Cameron and Hanks noted that many of the 2,000 full-time staff at Palo Verde are now working remotely. “We’ve asked that folks who can do their jobs at home, to do them there,” Cameron said. “For this outage given the circumstances, we’ve reduced by about 50% the number of full-time [workers on-site] and 40% of the contractors. That’s in terms of number of people. We’ve decreased the amount of time they’re on-site, and we might bring them on a few days early for training. Contractors are taking their training remotely at their hotel. We’re trying to make sure we have the fewest number of people on-site as possible, and that they’re only there when they need to be.”

The two emphasized that the plant has “narrowed the outage scope in order to have the least amount of people and for the least amount of time while still safely and reliably completing essential outage work.”

Hanks and Cameron said the pandemic has meant new protocols for conducting business at the plant. Palo Verde’s regular public tours are on hold indefinitely, and workers on-site follow a scripted plan to limit group interaction. In a filing to the Arizona Corporation Commission, which oversees business operations in the state, the plant said in part: “At the Palo Verde Generating Station, employees are revising the outage scope for the upcoming Unit 2 routine refueling and maintenance outage. With this revision, only work that is absolutely required [Figure 3] for refueling the unit to safely and reliably operate for the next 18 months will be conducted, which includes the summers of 2020 and 2021. Work requiring the employment of a significant number of temporary contractors has been removed from the outage scope, and deferring that work will not compromise reliability.”

3. Workers at the Palo Verde plant operate a spent fuel handling machine during a core offload procedure at the plant, part of the nuclear refueling process. Courtesy: Arizona Public Service / Palo Verde Nuclear Generating Station

Social Distancing

“We have the same social distancing practices as recommended for the general public,” Cameron said, though he noted the plant has expanded upon that, going above and beyond—like “social distancing on steroids,” he said.
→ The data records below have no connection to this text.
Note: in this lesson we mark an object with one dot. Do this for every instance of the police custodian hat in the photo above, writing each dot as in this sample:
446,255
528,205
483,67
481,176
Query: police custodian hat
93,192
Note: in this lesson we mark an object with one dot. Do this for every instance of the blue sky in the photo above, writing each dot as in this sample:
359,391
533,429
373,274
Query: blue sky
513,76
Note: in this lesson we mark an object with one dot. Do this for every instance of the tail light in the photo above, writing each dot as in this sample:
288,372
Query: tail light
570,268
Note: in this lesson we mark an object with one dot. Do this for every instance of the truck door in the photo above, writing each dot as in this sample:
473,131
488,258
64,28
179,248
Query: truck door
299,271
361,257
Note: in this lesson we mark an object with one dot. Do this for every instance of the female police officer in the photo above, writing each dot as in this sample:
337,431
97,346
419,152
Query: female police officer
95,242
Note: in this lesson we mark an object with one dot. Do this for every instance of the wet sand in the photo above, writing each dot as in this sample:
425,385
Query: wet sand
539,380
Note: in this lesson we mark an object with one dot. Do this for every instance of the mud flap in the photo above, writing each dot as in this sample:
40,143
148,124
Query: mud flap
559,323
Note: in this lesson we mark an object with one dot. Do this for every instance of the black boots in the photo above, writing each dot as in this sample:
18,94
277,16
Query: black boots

“We’ve split up some of the groups on-site,” to ensure meetings occur among small groups of maybe 10 or fewer people. “If we have 20 people in a meeting, we may have them in a [large] tent outside,” he said.

Cameron said the plant “has separate travel paths, separate entry points” for on-site workers. “We’re trying to implement as much distance [between people] as possible while keeping the lights on.”

Cameron said the refueling outage provides an “opportunity to do other maintenance [and] equipment upgrades. Some of that work is ‘good to do versus have to do.’ We looked at that, and we can defer some of that. Everything that is either regulatory required, or necessary for reliability, we will do.

“We didn’t take anything out of the outage that would impact reliability,” Cameron said, noting the “have to do” part of the outage schedule has not changed. “Any work we defer has no impact on safety or reliability. We haven’t compromised anything for safety or reliability’s sake.”

Hanks and Cameron said the team at Palo Verde, like those at other plants, recognize the importance of their jobs during one of the most uncertain periods in U.S. history. Keeping the lights on at hospitals and other medical facilities, and to help limit the coronavirus’ already significant damage to the nation’s economy, is critical.

Said Cameron: “Reliable electricity matters now more than ever.”